Вслед за лаем собак послышался голос по волку, поданный в басистый рог Данилы. Стая присоединилась к первым трем собакам и слышно было, как заревели с заливом голоса гончих, с тем особенным подвыванием, который знаком каждому охотнику при гоне на волка.
Доезжачие улюлюкали, их голоса наполняли весь лес и звучали далеко в поле.

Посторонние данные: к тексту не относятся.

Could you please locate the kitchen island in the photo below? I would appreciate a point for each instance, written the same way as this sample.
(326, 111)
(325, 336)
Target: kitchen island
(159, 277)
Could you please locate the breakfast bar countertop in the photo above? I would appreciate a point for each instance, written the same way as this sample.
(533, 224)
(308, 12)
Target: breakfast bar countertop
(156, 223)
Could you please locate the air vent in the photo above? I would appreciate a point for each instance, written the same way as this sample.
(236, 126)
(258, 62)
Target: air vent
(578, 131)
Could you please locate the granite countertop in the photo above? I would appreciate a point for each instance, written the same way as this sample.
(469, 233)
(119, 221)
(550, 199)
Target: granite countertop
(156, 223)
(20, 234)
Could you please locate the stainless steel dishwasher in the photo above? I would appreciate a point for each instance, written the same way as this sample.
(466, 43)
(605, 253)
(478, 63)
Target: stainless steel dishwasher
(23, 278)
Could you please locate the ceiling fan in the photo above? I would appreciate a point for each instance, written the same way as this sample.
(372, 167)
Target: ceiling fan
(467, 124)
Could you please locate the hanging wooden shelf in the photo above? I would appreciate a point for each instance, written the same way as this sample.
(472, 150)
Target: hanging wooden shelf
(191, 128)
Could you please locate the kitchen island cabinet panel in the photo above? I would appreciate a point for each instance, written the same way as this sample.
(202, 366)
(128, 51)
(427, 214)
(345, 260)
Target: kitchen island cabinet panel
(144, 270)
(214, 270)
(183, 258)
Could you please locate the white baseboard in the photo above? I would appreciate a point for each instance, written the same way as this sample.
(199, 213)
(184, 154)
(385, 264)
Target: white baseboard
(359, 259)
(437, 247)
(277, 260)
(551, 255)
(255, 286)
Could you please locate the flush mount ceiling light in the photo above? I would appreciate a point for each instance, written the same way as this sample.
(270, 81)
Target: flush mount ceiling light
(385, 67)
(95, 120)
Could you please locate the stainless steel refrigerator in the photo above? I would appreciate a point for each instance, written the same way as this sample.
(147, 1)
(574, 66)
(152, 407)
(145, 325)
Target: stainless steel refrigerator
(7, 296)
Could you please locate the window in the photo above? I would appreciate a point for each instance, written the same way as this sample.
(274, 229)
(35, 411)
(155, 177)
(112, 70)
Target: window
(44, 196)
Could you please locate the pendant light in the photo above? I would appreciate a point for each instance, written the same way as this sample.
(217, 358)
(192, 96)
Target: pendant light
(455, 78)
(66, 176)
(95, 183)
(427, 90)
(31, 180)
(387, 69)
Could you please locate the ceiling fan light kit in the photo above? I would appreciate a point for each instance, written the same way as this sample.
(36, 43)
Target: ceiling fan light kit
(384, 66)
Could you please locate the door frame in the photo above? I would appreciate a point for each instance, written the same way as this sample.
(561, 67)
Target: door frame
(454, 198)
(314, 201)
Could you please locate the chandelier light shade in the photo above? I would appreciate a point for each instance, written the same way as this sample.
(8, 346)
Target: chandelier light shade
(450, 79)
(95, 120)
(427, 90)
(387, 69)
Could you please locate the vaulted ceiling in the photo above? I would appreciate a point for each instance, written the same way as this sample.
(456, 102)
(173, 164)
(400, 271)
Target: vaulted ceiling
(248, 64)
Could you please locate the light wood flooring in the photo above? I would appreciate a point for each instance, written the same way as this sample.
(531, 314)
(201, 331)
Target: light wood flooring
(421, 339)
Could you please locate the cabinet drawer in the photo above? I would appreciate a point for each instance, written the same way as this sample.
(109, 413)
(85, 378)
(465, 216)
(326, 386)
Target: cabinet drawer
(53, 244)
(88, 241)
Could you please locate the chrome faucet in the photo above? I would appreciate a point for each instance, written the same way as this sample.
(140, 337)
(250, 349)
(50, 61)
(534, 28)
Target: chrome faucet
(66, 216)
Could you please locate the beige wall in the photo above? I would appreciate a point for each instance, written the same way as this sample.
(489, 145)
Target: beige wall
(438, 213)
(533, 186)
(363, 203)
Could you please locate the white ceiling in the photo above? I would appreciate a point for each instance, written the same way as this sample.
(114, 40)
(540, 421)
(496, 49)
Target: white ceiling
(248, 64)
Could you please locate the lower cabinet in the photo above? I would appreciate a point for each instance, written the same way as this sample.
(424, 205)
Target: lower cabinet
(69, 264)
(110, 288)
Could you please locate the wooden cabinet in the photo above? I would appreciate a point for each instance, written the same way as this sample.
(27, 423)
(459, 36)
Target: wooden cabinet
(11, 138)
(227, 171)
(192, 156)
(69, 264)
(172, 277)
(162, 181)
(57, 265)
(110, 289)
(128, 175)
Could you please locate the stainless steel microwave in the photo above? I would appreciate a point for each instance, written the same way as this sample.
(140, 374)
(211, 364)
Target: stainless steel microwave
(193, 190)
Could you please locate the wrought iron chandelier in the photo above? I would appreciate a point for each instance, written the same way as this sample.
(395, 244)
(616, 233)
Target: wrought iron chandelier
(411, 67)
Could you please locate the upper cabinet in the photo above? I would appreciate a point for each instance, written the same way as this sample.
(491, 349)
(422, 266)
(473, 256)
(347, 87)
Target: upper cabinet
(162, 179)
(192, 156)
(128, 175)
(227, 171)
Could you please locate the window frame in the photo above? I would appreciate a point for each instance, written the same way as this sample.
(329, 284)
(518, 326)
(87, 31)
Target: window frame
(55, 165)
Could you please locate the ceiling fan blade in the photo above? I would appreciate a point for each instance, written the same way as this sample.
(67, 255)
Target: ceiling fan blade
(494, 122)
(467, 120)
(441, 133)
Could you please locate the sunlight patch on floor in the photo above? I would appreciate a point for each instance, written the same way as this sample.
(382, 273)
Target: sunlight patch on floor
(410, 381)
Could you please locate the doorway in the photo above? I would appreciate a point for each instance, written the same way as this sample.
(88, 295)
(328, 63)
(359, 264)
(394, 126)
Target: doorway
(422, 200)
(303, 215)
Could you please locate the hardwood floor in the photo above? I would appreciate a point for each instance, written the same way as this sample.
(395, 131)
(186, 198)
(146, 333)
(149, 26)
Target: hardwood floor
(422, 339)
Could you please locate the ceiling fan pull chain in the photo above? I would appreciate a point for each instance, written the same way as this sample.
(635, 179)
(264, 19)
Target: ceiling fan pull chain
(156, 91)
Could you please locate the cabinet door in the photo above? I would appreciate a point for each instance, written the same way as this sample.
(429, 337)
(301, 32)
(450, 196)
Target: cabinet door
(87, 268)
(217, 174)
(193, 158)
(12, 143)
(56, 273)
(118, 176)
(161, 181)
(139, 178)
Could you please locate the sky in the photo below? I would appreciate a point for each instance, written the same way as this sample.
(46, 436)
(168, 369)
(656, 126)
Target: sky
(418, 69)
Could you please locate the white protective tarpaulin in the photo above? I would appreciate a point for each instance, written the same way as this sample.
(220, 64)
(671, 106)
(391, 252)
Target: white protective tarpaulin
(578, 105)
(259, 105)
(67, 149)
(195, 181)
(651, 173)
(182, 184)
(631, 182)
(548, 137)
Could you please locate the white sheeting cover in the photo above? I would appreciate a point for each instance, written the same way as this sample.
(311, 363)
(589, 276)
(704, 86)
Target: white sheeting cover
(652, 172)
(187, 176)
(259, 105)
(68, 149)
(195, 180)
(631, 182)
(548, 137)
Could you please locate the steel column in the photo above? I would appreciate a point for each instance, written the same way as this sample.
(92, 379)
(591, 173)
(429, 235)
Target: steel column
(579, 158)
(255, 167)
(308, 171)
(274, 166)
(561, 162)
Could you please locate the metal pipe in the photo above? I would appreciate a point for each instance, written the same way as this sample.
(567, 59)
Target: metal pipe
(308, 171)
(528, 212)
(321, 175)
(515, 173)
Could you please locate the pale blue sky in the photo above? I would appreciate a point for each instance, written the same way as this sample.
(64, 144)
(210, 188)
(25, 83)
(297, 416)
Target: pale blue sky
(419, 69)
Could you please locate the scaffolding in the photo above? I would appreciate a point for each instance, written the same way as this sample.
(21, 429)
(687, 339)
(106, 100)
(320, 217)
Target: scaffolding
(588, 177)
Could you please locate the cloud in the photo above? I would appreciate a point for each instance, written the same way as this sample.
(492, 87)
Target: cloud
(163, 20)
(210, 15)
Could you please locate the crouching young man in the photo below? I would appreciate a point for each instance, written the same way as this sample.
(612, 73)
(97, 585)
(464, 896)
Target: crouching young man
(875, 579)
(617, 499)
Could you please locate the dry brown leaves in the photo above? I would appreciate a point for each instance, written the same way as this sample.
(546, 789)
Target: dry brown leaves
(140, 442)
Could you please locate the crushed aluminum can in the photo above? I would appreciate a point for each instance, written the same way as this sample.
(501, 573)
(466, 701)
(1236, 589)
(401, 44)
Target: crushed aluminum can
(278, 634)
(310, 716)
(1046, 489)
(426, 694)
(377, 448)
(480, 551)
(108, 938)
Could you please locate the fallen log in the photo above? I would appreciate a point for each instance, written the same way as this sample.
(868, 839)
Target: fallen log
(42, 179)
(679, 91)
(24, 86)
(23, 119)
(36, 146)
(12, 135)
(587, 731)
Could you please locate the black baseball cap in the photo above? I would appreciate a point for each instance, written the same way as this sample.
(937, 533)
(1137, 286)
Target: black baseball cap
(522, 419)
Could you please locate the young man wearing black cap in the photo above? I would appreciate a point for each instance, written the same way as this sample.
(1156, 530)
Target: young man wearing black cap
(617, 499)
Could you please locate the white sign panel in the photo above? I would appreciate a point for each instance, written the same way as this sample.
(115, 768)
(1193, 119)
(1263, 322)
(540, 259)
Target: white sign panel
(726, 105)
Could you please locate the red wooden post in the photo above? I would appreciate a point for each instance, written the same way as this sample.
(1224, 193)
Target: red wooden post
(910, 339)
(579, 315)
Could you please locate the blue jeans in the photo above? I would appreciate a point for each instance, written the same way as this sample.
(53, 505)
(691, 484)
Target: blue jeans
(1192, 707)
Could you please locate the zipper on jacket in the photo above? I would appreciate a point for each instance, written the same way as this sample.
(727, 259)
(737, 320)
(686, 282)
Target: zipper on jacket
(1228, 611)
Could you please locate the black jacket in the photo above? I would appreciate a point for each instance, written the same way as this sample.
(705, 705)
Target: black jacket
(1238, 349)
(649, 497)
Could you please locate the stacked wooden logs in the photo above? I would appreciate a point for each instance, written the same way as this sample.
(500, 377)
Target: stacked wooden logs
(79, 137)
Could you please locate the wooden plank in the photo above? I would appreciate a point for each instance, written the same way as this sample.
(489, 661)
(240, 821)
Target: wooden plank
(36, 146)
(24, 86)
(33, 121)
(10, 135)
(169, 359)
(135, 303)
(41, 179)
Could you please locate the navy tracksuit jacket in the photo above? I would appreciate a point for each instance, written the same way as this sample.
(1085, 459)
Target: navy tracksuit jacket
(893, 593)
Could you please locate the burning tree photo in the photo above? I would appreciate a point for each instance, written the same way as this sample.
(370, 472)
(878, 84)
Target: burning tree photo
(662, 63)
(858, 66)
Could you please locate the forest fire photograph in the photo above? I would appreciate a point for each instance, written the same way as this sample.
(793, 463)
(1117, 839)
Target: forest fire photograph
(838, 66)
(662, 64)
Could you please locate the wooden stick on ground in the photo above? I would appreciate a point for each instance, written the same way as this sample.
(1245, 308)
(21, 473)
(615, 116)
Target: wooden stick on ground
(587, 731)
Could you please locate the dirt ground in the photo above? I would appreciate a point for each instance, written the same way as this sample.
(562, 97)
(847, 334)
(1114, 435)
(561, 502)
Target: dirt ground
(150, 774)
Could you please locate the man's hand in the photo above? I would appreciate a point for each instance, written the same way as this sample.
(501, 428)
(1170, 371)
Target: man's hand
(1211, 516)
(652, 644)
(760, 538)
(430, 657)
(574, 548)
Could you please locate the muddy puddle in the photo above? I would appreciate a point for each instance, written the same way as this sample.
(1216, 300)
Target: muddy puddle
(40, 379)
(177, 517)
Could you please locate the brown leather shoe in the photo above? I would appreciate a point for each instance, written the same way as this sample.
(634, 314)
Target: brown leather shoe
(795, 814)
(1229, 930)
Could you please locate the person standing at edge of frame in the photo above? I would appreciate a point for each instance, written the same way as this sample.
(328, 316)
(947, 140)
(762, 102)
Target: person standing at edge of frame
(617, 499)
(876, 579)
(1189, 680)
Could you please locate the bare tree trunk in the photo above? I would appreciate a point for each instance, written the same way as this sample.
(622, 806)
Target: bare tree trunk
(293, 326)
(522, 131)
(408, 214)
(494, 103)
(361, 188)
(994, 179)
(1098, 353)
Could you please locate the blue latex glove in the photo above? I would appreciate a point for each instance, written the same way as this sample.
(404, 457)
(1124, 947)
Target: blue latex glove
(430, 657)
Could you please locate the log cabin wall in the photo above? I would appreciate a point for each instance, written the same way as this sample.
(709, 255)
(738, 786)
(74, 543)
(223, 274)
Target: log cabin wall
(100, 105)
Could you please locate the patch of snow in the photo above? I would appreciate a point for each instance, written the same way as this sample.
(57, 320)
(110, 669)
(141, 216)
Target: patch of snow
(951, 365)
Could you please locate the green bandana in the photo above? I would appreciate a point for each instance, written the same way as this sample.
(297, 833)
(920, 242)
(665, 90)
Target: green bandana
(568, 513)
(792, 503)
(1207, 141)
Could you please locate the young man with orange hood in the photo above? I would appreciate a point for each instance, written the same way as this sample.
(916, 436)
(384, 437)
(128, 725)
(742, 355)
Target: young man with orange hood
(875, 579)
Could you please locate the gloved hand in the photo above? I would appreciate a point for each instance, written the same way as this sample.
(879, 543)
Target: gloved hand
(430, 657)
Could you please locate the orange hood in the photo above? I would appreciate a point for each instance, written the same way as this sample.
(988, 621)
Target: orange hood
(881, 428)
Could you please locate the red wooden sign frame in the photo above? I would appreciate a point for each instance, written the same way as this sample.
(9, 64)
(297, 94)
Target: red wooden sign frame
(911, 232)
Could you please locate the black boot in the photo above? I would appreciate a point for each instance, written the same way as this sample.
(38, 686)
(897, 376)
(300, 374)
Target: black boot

Прислушавшись несколько секунд молча, князь Федор Иванович и Ермило убедились, что гончие разбились на две стаи: одна, большая, ревевшая особенно рьяно, стала удаляться, другая же понеслась вдоль по лесу, мимо князя и при ней с пронзительным улюлюканьем неслись доезжачие.
Оба гона сливались, переливались и удалялись. Князь Федор Иванович, послушав их, вздохнул, и тут заметив в руках своих табакерку, открыл ее. Полюбовавшись несколько мгновений на портрет светлейшего князя Таврического, выложенный изумрудами, достал щепоть табаку.
— Назад! — послышался крик Ермилы на молодого кобеля, который выступил на опушку. Князь притом вздрогнул и уронил табакерку наземь. Стремянный тут же кинулся подбирать ее.
Как часто бывает, звук гона неожиданно быстро приблизился, он стал оглушительным, как будто лающие пасти собак оказались вмиг перед лицами охотников. Стремянной Митька, все еще держа в руках табакерку, указывал князю вперед.
— Берегись! — прокричал он и спрятав табакерку в шапку, выпустил рвавшихся с лаем собак.
Дав ходу коню, он понесся за ними. Выскакав на опушку, князь Федор Иванович увидел перед собой волка. Митька приостановил коня чуть впереди, Ермило же отстал с кобелями.
Волк, скрываясь за высокой порыжевшей травой, не бежал, а как то странно стелился по земле, вкруг той самой опушки, на которой они стояли. Молодой кобель из стаи попятился. Вздернув морду, он завыл пронзительно, тоскливо и вдруг сорвался на писк, столь не подходящий к его внушительному, мускулистому виду. Другие собаки тоже заволновались, но пока не отступались. Самые злобные взвизгнули и, сорвавшись со свор, понеслись к волку мимо ног лошадей.
Переглянувшись с Ермило, князь Федор Иванович привстал в седле. Он желал поскорее увидеть волка, но по непонятной пока самому ему причине, он — то ли уж от возраста то ли с непривычки, — ощущал некую робость, сопряженную почти что с ужасом накануне встречи с хищником.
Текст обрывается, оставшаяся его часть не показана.